The project stems from the district’s belief that “all students deserve a rigorous core curriculum that challenges and prepares them for a variety of opportunities - both known and unknown - after high school.”
Superintendent Stacey Cole hopes that making clearly articulated plans in the different degree programs available through the student’s high school career will help them make sound decisions in planning and setting class schedules.
The Honors Diploma requires eight credits each of English, Math, Science and History/Government as well as 7 elective credits which can include fine arts, business, college courses and independent study among other subjects. Additional requirements include financial literacy, four years of world languages or achieving the Seal of Biiteracy, at least 150 Silver Cord (community volunteerism) hours, and participating in at least one extra-curricular or college club.
Standard diploma plans with or without remediation are offered, and the specifics are listed for four-year and five-year charter school Associate Degree programs. Students can also plan workforce education programs through Iowa Central Community College for certifications to come with their degree - currently, programs in machinist and welding are available, with hopes of adding more. Students can be paid while they learn under the programs.
Work credits can also be recognized toward a diploma in specific pre-approved cases, depending on the life circumstances of the student.
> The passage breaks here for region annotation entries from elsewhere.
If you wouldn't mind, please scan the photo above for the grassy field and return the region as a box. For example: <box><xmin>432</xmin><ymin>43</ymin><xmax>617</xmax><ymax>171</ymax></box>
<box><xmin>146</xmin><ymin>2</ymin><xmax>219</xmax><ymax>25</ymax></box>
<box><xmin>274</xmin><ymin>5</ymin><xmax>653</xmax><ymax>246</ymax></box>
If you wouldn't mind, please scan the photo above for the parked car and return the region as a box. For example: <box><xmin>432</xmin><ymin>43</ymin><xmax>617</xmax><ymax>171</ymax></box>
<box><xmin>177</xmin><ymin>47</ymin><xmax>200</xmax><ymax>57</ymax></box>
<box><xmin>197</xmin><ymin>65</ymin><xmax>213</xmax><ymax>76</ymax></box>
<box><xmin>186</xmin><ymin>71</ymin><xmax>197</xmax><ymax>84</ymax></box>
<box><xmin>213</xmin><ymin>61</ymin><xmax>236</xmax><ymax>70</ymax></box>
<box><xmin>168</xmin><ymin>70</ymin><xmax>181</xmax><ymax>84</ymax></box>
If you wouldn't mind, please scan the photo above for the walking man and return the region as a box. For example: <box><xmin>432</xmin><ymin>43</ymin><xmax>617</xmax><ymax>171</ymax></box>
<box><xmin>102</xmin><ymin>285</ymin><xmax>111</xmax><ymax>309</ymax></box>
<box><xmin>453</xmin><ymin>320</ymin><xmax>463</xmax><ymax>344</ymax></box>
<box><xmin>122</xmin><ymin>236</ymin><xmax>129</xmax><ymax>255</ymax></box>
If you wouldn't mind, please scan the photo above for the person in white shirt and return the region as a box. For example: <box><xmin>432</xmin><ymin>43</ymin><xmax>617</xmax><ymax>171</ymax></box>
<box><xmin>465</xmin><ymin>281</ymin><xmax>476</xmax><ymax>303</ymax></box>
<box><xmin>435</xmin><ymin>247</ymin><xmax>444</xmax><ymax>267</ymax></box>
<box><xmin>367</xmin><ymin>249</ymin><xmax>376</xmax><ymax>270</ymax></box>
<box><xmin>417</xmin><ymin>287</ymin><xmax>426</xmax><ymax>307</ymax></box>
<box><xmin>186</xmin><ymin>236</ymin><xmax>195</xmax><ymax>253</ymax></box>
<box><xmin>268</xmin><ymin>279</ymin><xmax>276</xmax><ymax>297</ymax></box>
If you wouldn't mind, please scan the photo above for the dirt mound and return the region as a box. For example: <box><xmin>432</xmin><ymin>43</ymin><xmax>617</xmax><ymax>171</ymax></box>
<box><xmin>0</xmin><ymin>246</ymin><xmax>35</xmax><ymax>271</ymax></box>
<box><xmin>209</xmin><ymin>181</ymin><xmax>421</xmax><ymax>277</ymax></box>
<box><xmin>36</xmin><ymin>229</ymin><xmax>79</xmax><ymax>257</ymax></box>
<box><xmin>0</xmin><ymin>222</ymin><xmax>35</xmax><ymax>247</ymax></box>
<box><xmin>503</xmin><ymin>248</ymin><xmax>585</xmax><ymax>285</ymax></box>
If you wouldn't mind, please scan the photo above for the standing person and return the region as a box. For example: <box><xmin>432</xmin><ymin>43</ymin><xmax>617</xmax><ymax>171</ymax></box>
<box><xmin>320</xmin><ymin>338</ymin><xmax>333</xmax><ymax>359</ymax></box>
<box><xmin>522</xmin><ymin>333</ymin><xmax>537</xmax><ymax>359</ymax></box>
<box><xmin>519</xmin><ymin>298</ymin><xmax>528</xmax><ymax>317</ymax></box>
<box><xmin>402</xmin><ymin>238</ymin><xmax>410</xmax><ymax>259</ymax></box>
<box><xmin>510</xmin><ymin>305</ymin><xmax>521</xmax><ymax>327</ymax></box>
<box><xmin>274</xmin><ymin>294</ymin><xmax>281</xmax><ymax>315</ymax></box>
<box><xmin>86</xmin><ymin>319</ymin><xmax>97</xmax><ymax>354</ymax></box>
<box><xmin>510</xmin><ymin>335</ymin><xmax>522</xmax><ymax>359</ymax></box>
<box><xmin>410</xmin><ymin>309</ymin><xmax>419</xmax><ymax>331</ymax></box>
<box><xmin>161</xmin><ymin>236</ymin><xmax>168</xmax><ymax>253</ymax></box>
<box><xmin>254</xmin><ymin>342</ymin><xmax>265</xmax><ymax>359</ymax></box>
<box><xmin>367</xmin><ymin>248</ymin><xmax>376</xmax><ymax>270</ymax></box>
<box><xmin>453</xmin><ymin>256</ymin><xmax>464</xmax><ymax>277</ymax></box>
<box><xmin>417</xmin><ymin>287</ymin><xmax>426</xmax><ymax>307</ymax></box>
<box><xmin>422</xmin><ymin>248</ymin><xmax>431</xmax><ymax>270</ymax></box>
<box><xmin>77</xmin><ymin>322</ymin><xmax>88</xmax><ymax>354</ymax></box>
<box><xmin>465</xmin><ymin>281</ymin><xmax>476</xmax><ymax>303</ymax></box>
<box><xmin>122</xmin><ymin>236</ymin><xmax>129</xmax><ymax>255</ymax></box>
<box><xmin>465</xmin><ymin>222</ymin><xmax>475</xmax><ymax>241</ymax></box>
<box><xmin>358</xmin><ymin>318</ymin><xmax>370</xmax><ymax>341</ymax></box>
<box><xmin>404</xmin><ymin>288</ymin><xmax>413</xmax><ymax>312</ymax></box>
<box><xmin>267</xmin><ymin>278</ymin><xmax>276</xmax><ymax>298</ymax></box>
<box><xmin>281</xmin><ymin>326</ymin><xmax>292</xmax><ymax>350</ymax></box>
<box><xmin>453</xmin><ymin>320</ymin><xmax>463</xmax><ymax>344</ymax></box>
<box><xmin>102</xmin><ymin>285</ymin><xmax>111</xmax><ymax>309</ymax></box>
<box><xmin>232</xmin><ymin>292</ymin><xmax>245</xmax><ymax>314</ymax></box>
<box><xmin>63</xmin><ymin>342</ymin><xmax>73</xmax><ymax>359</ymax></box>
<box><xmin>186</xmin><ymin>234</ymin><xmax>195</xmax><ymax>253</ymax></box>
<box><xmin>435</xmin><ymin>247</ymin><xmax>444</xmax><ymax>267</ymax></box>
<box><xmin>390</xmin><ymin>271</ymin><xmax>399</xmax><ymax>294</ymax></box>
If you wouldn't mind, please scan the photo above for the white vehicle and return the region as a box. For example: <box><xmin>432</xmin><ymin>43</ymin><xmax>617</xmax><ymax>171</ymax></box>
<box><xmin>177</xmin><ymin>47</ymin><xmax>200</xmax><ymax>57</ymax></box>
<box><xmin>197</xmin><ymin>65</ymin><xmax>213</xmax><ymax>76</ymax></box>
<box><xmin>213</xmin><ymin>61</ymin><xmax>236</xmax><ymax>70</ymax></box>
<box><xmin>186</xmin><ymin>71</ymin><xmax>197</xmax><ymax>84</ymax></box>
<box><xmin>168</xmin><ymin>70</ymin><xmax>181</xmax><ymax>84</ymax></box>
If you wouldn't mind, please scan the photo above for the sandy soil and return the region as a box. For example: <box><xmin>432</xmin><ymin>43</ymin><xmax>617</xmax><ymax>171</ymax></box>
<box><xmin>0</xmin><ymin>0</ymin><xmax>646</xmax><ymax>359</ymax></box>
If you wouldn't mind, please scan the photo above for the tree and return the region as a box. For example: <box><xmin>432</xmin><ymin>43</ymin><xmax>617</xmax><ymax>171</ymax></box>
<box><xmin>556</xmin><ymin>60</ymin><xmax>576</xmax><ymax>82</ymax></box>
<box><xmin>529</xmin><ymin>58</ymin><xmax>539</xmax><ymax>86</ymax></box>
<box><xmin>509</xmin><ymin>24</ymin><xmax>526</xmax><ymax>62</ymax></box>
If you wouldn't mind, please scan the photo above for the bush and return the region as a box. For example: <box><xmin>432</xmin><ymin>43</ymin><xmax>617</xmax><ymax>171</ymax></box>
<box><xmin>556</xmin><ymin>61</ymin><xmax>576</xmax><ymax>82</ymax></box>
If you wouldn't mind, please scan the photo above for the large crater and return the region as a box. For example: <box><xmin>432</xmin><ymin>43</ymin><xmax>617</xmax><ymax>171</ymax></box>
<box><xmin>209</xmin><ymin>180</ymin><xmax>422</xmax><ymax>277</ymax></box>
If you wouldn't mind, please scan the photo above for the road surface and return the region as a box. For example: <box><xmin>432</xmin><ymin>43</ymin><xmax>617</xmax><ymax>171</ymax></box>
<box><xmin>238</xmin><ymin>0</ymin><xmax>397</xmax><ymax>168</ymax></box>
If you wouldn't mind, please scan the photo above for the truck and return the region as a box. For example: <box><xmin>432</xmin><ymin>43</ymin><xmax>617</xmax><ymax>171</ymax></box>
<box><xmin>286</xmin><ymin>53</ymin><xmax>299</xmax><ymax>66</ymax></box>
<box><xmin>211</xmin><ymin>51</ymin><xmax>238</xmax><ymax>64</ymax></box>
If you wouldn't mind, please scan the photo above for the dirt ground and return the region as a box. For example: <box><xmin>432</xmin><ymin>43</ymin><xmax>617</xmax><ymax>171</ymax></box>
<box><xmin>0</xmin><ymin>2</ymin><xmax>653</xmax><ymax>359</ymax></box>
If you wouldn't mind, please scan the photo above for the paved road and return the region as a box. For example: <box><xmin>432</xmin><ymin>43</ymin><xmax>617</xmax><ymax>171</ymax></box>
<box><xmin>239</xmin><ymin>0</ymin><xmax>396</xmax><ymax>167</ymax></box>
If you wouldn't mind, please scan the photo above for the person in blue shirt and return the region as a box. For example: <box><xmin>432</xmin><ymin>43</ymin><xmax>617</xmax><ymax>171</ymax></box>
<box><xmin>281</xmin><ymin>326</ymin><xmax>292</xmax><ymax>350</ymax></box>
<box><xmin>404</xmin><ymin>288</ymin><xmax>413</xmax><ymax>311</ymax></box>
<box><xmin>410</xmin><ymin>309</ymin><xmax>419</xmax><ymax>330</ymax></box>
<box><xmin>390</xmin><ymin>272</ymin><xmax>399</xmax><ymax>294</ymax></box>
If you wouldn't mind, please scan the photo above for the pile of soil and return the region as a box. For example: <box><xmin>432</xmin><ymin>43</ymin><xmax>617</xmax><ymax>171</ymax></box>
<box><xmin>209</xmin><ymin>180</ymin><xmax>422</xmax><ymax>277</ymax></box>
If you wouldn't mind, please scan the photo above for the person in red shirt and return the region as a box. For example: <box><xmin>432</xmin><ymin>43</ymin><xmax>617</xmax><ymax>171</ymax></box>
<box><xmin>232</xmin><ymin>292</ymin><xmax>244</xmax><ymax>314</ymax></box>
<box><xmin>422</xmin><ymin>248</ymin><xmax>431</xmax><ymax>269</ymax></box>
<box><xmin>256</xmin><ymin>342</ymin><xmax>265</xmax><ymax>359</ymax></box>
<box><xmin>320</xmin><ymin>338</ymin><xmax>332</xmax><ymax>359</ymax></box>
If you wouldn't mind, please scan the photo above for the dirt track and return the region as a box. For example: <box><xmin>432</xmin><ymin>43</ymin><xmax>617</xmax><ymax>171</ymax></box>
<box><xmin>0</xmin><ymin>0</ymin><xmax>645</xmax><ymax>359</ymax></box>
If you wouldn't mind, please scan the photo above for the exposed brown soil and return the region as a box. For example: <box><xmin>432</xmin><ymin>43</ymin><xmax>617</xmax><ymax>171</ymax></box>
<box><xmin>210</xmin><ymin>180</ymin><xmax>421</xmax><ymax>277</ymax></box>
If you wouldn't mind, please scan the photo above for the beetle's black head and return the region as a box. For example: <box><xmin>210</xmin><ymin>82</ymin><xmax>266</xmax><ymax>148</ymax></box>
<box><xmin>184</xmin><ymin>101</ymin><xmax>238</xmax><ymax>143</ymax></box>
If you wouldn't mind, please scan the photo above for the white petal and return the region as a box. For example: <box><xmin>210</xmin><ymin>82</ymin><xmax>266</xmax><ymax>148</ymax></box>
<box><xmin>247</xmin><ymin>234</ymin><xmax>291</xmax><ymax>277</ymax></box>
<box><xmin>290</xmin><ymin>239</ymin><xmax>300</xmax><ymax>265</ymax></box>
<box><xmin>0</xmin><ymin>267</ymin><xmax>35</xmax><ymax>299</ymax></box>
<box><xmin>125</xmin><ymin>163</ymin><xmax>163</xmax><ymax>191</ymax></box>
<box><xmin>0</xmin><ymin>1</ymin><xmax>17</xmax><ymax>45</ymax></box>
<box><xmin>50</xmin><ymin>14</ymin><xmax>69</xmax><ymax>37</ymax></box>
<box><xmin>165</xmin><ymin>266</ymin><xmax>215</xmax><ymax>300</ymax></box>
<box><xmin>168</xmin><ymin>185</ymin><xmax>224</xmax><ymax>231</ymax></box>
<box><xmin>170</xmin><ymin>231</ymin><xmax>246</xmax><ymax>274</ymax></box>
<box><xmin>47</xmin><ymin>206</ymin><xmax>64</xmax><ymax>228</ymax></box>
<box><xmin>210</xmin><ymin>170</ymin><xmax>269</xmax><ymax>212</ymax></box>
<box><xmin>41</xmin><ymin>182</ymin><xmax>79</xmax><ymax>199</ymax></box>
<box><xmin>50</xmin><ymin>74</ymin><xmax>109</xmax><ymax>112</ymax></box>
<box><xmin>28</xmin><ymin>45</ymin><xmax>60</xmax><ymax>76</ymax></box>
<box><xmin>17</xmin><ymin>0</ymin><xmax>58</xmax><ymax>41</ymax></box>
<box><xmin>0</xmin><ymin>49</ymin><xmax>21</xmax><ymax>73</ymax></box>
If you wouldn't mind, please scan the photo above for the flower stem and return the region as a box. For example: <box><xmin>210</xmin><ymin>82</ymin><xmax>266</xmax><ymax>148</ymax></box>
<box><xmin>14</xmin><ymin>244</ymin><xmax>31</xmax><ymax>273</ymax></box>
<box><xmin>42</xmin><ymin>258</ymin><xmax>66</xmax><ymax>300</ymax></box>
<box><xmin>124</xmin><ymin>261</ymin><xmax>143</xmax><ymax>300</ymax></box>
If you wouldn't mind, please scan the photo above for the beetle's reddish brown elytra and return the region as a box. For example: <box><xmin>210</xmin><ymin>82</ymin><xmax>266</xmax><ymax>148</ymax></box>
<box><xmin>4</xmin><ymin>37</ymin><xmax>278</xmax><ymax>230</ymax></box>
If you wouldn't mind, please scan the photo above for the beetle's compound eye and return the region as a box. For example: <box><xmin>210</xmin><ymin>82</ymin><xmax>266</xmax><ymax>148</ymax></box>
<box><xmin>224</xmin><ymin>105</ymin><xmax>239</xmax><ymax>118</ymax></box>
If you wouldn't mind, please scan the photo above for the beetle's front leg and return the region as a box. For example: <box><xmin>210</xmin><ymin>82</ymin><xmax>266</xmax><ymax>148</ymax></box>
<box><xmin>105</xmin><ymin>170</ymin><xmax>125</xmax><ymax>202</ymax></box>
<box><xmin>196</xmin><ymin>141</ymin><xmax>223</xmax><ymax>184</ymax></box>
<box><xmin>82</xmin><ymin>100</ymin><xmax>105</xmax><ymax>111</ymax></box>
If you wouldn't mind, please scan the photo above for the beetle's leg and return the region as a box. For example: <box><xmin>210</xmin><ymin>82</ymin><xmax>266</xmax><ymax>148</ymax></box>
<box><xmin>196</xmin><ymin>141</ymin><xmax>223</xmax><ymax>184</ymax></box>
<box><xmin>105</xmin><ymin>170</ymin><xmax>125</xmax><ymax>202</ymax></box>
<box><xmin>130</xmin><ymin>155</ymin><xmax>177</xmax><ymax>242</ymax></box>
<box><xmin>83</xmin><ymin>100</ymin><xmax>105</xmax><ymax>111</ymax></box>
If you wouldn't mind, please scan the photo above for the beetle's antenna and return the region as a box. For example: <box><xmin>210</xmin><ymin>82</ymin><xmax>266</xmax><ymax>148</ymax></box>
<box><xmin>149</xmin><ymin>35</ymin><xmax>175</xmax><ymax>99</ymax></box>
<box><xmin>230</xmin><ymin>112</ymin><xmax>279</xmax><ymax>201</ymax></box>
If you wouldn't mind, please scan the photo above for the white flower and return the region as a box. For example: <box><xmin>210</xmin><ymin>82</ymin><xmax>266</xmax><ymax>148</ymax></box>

Supt. Cole hopes that making students and families aware of requirements can avoid having Storm Lake graduated face remedial level programs when they begin college, which could save them thousands of dollars in the future, she said.
“We want everyone to know the things they will need to be successful when they leave high school. Many of those requirements have already been there, but we wanted to go public with it,” she said. “We’re not being jerks telling them they have to take Algebra. Now we can show them how everyone has to take algebra.”
School board member Erika Dierking was impressed with the effort. “There’s something for everyone, and it’s all free. I love it,” she said.